Department of Computer Science, School of Computing, Institute of Science Tokyo
( * E-mail: uchikawa.k.ac@m.titech.ac.jp )

Structure-based virtual screening (SBVS), which utilizes protein conformational information, has gained significant attention in recent years due to its potential to discover highly novel drug candidate compounds more effectively than other methods. However, a major challenge lies in the variability of screening accuracy depending on the conformation of the target protein. In this study, we focused on the combination of AlphaFold2, a representative method for protein structure prediction, and SBVS. We explored a method to improve the accuracy of SBVS using predicted structures by optimizing the parameters used in AlphaFold2 with a genetic algorithm.
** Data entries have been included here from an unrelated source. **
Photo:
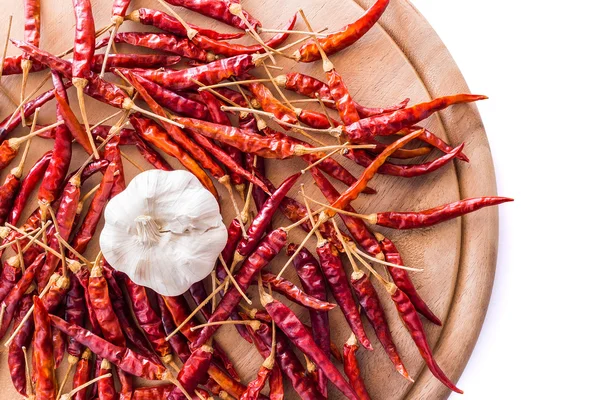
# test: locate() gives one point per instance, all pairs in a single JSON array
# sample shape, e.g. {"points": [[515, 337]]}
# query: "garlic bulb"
{"points": [[164, 231]]}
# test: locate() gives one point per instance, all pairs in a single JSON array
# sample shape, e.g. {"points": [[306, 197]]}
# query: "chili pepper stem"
{"points": [[200, 306]]}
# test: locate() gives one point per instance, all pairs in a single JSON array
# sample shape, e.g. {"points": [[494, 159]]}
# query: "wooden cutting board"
{"points": [[401, 57]]}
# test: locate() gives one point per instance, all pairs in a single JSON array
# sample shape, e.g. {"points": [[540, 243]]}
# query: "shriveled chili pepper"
{"points": [[45, 381], [83, 373], [124, 358], [167, 23], [294, 293], [313, 282], [263, 218], [369, 300], [153, 133], [217, 9], [352, 369], [177, 342], [347, 36], [208, 74], [16, 358], [358, 229], [266, 250], [388, 124], [162, 42], [415, 328], [289, 363], [173, 101], [287, 321]]}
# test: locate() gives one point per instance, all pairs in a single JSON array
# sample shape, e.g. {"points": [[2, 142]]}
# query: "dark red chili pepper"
{"points": [[313, 282], [162, 42], [352, 369], [388, 124], [167, 23], [369, 300], [208, 74], [173, 101], [415, 220], [358, 229], [153, 133], [263, 218], [266, 250], [83, 373], [287, 321], [124, 358], [178, 341], [43, 357], [217, 9], [16, 358], [347, 36], [334, 272], [294, 293], [415, 328]]}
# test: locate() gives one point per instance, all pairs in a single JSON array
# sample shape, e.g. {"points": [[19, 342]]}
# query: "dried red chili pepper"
{"points": [[162, 42], [153, 133], [16, 358], [266, 250], [43, 357], [287, 321], [352, 369], [124, 358], [402, 279], [217, 9], [415, 328], [313, 282], [167, 23]]}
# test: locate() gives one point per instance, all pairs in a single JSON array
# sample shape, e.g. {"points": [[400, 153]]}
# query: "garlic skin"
{"points": [[164, 231]]}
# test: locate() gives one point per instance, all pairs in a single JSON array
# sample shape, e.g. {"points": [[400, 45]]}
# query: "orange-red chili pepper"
{"points": [[352, 369], [43, 357], [347, 36], [217, 9], [124, 358], [167, 23]]}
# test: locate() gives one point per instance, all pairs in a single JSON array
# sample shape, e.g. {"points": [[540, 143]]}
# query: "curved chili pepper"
{"points": [[289, 363], [313, 282], [43, 357], [294, 293], [388, 124], [124, 358], [358, 229], [153, 133], [405, 171], [177, 342], [334, 272], [162, 42], [167, 23], [266, 250], [347, 36], [287, 321], [217, 9], [369, 300], [173, 101], [16, 358], [209, 74], [352, 369], [415, 328], [263, 218]]}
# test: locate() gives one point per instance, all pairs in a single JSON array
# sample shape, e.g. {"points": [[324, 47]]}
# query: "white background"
{"points": [[538, 61]]}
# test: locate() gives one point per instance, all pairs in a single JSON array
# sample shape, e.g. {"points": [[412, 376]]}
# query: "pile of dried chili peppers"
{"points": [[59, 303]]}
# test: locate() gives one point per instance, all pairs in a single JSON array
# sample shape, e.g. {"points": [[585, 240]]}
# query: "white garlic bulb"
{"points": [[164, 231]]}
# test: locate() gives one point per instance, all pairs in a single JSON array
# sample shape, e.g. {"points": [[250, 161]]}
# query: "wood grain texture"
{"points": [[401, 57]]}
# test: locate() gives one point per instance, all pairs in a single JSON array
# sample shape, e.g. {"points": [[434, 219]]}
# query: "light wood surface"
{"points": [[401, 57]]}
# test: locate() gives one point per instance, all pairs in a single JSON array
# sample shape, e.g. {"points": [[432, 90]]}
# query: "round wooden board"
{"points": [[401, 57]]}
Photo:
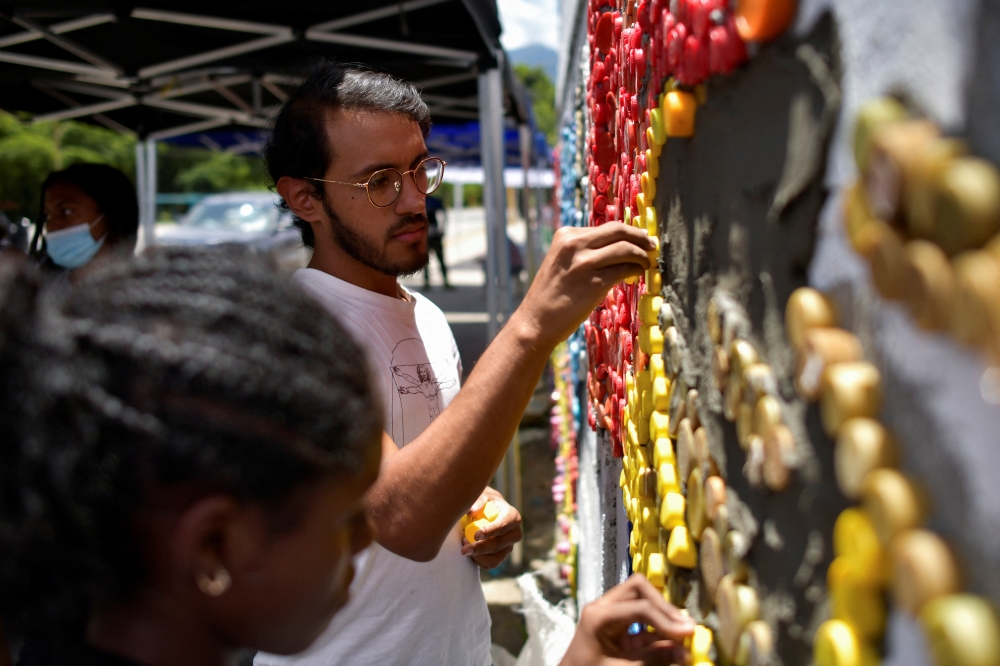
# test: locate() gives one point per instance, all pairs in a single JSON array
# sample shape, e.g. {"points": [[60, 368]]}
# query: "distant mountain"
{"points": [[536, 55]]}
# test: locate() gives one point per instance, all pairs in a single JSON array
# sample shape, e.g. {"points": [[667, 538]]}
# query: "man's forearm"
{"points": [[424, 488]]}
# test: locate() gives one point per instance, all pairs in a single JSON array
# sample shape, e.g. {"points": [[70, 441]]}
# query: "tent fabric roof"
{"points": [[165, 68]]}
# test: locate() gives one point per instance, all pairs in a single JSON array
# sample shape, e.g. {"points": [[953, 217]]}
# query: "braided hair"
{"points": [[179, 367]]}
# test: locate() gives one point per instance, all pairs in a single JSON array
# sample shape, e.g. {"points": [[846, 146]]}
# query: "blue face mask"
{"points": [[73, 247]]}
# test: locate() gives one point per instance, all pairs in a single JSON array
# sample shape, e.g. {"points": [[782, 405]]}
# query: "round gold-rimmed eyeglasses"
{"points": [[385, 185]]}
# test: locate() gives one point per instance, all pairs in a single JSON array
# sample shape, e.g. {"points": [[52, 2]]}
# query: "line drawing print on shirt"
{"points": [[416, 378]]}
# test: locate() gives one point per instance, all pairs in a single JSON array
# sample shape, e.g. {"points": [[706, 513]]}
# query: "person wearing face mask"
{"points": [[88, 211]]}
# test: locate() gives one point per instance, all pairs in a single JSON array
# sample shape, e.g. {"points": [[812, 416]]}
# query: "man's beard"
{"points": [[361, 249]]}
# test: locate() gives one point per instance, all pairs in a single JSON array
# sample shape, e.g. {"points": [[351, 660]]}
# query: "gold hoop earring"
{"points": [[217, 584]]}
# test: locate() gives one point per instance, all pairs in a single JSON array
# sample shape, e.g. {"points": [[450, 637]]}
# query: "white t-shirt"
{"points": [[401, 612]]}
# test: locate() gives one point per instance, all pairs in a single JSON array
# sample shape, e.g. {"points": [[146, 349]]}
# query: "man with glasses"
{"points": [[348, 157]]}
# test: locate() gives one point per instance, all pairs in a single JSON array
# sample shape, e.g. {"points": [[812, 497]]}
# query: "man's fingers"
{"points": [[638, 587], [495, 542], [647, 611], [617, 253], [492, 560], [613, 232]]}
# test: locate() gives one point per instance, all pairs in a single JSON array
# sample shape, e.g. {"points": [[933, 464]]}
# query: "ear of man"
{"points": [[300, 197]]}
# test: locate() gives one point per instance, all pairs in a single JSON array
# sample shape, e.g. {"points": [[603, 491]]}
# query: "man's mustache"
{"points": [[407, 221]]}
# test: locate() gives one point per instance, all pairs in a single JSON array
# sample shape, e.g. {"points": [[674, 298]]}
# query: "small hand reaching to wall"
{"points": [[602, 637]]}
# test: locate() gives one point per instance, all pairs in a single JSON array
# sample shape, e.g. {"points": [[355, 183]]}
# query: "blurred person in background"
{"points": [[435, 240], [88, 212]]}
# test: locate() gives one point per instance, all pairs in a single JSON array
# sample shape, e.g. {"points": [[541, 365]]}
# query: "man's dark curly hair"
{"points": [[299, 145], [180, 367]]}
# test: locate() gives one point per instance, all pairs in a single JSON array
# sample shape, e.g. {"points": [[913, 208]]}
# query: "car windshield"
{"points": [[246, 216]]}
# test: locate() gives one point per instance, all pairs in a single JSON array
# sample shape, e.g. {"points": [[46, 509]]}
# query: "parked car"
{"points": [[246, 218]]}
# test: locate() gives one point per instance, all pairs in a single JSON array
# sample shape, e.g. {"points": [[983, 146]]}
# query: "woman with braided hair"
{"points": [[185, 444], [185, 441]]}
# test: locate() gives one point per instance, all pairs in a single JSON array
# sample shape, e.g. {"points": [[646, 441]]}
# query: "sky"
{"points": [[529, 22]]}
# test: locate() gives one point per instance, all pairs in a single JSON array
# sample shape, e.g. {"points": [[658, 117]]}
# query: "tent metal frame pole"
{"points": [[490, 123], [530, 221], [140, 191], [149, 191]]}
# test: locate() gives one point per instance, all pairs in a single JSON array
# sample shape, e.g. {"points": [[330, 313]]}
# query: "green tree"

Specifically, we used only shallow MSA (multiple sequence alignment) for prediction with AlphaFold2, and then explored how to introduce mutations based on docking scores using a genetic algorithm. As a result, we obtained predicted structures for CXCR4 that exhibited SBVS performance significantly surpassing that of the PDB structure. For KIF11, although the performance was slightly inferior to the PDB structure, we were able to generate predicted structures with performance that could not be achieved by the standard predictions of AlphaFold2. These results suggest that the application range of SBVS can be expanded by utilizing predicted structures from AlphaFold2.